As a society, it is fair to say that we have been making steady progress in our understanding, acceptance, and treatment of mental health issues. While we still have a long way to go in making mental health treatment easily accessible to all, it is available. So why do some people just not seek the support they need?
I have studied psychology and mental health for almost seven years now, I like to think that I have a fairly good understanding of how various mental health conditions present and how to separate symptoms and construct a preliminary diagnosis, (Full disclaimer, I am not qualified to diagnose others, I am only applying my knowledge to myself).
After a year of serious focus on the aspects of life and mental health that I personally struggle with, analysing the symptoms I experience, looking back at my past experiences, I know what I am experiencing.
I know that it is diagnosable. I know that I should get it formally diagnosed and seek treatment for it. But I haven’t, and likely won’t for the foreseeable. Now you’re probably thinking that I’m stupid, maybe I am but hear me out.
The thing with mental health issues is, they often creep up on you. Something in your brain chips away at you little by little, subtly, almost completely unnoticed for a long time before suddenly bringing everything crashing down.
The best analogy I can think of is a leaky pipe. It can drip, drip, drip entirely undetected, no increased water bill, no sound, no clue. But over time, the water is penetrating the plaster of the ceiling and if your paintwork is good enough you don’t even notice a stain.
Then one day you come home and a whole chunk of your ceiling has crumbled away, leaving a mess on the carpet and a huge ugly hole to repair. Now a small, simple fix has become a cleanup job, repair bill, and plasterer/decorator work.
Because these issues don’t normally hit you like a tonne of bricks from the start you get used to the symptoms, if you let them go unchecked for long enough they become your reality, you’re normal. They might even become a part of your identity. That’s where I’m at.
The symptoms that I’ve experienced have been part of my everyday experience for as long as I can remember, since I was a child. Granted they have worsened over time, as any untreated illness would, but I don’t know what life is like without them.
You’re probably thinking “Well surely it can only be better without them?” and I reckon you’d be right. In fact, I know that you are right because that’s something that I also tell myself whenever I’m debating with myself to get help or not.
The problem is, we are naturally, biologically wary of the unknown.
The thoughts I have as a result of mixed wiring in my brain consume a lot of my time. They also are exceptionally good at masquerading as normal thoughts, or at least they’re good at convincing me that everyone thinks as I do.

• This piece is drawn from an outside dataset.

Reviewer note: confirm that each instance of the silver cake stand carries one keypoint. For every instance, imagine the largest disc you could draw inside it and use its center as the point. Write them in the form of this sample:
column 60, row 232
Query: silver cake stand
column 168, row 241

They also convince me that they are helpful thoughts, that they will help me reach the goals I have set in my mind and without them how will I ever be happy? How will I achieve my goals? How could I live with myself if I wilfully became a failure in my own eyes? All these components eventually lead where they always lead: to almost zero attempts at obtaining help, and I know that I’m not alone in feeling this way.
From an outside perspective, I am certain that it makes little, to no sense that someone would actively avoid obtaining a diagnosis and treatment for an illness, and yet I think that it may be the key to gaining a more widespread, deeper understanding of just how mental illnesses work.
Unlike physical illnesses, issues that affect our brain have a unique way of preventing the object from helping itself. If we have an ache or pain, our brain tells us that something is wrong and that we should take a painkiller or see a doctor if necessary.
If we are vomiting or have a fever, we know to seek medical attention because again, our brain tells us something is wrong. So, when the issue is with the brain itself, how do we know if we need help or not?
If you learn anything this Mental Health Awareness Week, please let it be this: Those who are suffering from mental health issues are often acutely aware that there is something wrong with them, but when those lucid thoughts arise they are impeded by the reaction of their off-balance brain to rationalise every irrational thought or behaviour.
So how can we help the people we love? Well, like most things with mental illness, it’s a long process. A lot of love, understanding, and above all, listening is needed to help steer someone toward obtaining help.
As frustrating as it may be at times (for both parties), shaming, bullying, belittling, or yelling will never encourage someone to seek help. Just remember that deep down, those struggling do want to be helped, it just takes some time.